Consider still the 15-question multiple choice quiz that each question has 5 options (a,b,c,d,e) and you randomly guess every question.
# Finding 60% of 15
.6*15
## [1] 9
One would need to get 9 questions out of 15 correct to score exactly a 60%.
# Using pbinom to find the cumulative probability of scoring either 60% or lower
pbinom(q = 9, size = 15, prob = .2)
## [1] 0.9998868
The probability of failing is .9999, making failure very likely.
# Calculating 79% of 15 to find q, as 80% still maintains a passing grade
.79*15
## [1] 11.85
# Using the pbinom function with the "lower.tail = FALSE" argument to find the probability of scoring an 80% or higher
pbinom(q = 11.85, size = 15, prob = .2, lower.tail = FALSE)
## [1] 1.011253e-06
The probability of maintaining a passing grade is 1.011253e-06, or .000001011253, which is approximately 0%.
Suppose you own a catering company. You hire local college students as servers. Not being the most reliable employees, there is an 80% chance that any one server will actually show up for a scheduled event. For a wedding scheduled on Saturday, you need at least 5 servers.
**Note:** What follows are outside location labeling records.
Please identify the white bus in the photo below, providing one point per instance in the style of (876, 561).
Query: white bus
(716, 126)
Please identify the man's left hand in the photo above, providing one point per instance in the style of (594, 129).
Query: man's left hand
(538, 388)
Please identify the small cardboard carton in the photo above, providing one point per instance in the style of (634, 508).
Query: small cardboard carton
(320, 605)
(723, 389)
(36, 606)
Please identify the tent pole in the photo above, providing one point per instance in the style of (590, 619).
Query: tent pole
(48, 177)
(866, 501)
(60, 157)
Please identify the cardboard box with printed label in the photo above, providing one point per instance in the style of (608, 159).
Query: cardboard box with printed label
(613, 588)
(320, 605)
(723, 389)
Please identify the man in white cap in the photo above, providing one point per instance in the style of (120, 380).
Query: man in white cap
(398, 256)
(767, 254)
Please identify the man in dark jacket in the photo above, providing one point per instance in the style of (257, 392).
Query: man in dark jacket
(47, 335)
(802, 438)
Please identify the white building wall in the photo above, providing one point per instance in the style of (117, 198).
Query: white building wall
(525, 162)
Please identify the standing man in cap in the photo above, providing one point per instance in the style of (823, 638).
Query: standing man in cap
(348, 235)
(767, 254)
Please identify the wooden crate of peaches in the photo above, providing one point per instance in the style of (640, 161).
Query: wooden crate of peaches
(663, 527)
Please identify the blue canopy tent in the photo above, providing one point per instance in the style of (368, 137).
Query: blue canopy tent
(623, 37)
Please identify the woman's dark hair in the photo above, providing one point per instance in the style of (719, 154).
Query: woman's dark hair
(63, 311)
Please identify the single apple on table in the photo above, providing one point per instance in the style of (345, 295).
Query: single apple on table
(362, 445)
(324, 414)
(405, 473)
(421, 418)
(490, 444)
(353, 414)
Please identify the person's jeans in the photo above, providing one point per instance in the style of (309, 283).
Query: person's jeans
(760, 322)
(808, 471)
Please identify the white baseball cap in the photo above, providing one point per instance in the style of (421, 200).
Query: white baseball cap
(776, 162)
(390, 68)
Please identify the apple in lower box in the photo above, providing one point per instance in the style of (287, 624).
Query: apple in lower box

# Using the dbinom function to find the probability of the specific instance where 5/5 employees come to work
dbinom(x = 5, size = 5, prob = .8)
## [1] 0.32768
The probability of all 5 employees coming to work is .3277.
# Using the pbinom function to find the probability of the specfic instance where at least 5/7 employees come to work
pbinom(q = 4, size = 7, prob = .8, lower.tail=FALSE)
## [1] 0.851968
The probability of at least 5 employees out of 7 showing up to work is approximately .8520.
#Using the pbinom function with a range of possibilities to observe multiple probabilities of getting five employees to show up, and creating a data frame to see which value corresponds with which scenario
data.frame(employees_scheduled=c(5:15), prob = pbinom(q=4, size = c(5:15), prob = .8, lower.tail = FALSE))
## employees_scheduled prob
## 1 5 0.3276800
## 2 6 0.6553600
## 3 7 0.8519680
## 4 8 0.9437184
## 5 9 0.9804186
## 6 10 0.9936306
## 7 11 0.9980346
## 8 12 0.9994188
## 9 13 0.9998340
## 10 14 0.9999540
## 11 15 0.9999875
# After seeing in the data frame that when size = 10, the probability of having 5 employees present is .9936, it is clear that at least ten employees must be schedueled. To check this, the next line of code shows testing the one specific instance of schedueling 10 employees to work with the need for at least 5 to show up
pbinom(q=4, size=10, prob = .8, lower.tail=FALSE)
## [1] 0.9936306
In order to be 99% confident that at least 5 employees will show up to work, a minimum of 10 employees should be schedueled.